“My arms are tired from drawing happy faces.”

October 16, 2013

Notable Stats

Practice Repetitions per Hour (PRH) – The amount of times a child will do the same thing over and over again within 60 minutes whether or not you are telling them not to do so. Infinity is a possible number.

Eyes Glossed Over Thickness (EGOT) – The layer of film that coats a child’s eyes as they tune out the world (and what you are saying) and open the cabinet door for the 3000th time.


My daughter got a taste of the patience it requires to be in the midst of a toddler’s self-induced learning cycle. And it went down like sour almond milk. Her baby sister is now interested in everything and she gets easily fixated on the task at hand. Everyone around her must respect her will to learn by repetition and it matters not if the sun rises and then sets while you are waiting for it to end. If she is determined to comb the dog’s eyelashes with your toothbrush to get them just right, then be prepared to wage war if you are going to break her concentration and interrupt her for frivolous needs like food, a diaper change, or water.
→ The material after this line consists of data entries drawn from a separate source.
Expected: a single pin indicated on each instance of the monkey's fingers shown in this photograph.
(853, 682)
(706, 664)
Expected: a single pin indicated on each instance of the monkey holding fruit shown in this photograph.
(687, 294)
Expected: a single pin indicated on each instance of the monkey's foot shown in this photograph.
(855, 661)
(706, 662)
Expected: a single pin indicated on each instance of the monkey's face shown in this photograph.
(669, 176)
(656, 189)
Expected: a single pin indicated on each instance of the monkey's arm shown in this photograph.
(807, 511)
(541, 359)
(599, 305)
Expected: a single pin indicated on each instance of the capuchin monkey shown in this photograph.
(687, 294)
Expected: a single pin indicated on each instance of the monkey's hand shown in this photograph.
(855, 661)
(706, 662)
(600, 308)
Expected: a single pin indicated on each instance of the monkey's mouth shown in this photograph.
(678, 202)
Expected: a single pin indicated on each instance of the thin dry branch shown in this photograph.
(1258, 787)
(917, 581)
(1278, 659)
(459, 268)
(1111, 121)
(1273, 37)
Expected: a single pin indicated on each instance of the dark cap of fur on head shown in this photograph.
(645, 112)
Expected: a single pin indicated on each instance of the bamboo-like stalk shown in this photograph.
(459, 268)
The eldest daughter was recently employed to draw happy faces for the baby. A road I traveled down recently that made me pray that crayons will eventually run out of ink. She does not just want you to draw one happy face to admire long-term, she wants you to cover every inch of white space on the paper so that she is covered in an avalanche of happy faces.
 
We all know the irony that happy faces do not actually make her happy, per se. In fact, apparently they are downright mocking her when they dare try to be on a piece of paper without ten thousand of its colleagues. She finds it insulting that a happy face be left alone on the premise that one smile is enough. She needs to be blinded by smiles until collectively she is drowned in happiness.
 
So her older sister embarked on a journey that began with a pen and a piece of paper. And after drawing one happy face, it immediately turned to some sort of diplomatic torture. She had to write happy faces continuously to keep the Northern border of the United States secure. It became clear that her baby sister was not just mandating circles and dots, lines and arcs, she was threatening her with them. It was not happy at all. The page filled, her hand cramped, and baby was still dissatisfied. For toddlers, you have to repeat until it is no longer considered repeating, but a waterfall off of a cliff into the abyss of inevitable tantrums. No matter when you stop, you have wronged her soul.

Mercifully, her older sister asked for a pardon. She did not approach her bubbling toddler sister directly, she came to us, her parents to ask for diplomatic immunity, to beg for a commuted sentence willing to accept the stockade over another nefarious happy face. Her arms were exhausted and her baby sister acted like she was only just getting started.

I can appreciate repetition. A key ingredient to mastery, to learning how to do something that becomes part of our muscle memory. It sticks and becomes step one to advanced skills. Toddlers do this to a level that is impressive even if they would go without water if following their will blindly. I will continue to try and pass the buck onto our other kids to give them a taste of the happiness of a broken record, a skipping CD and maybe then, they will pause and hopefully accept the construct that a happy face is only happy when it is the only one smiling at you on that page.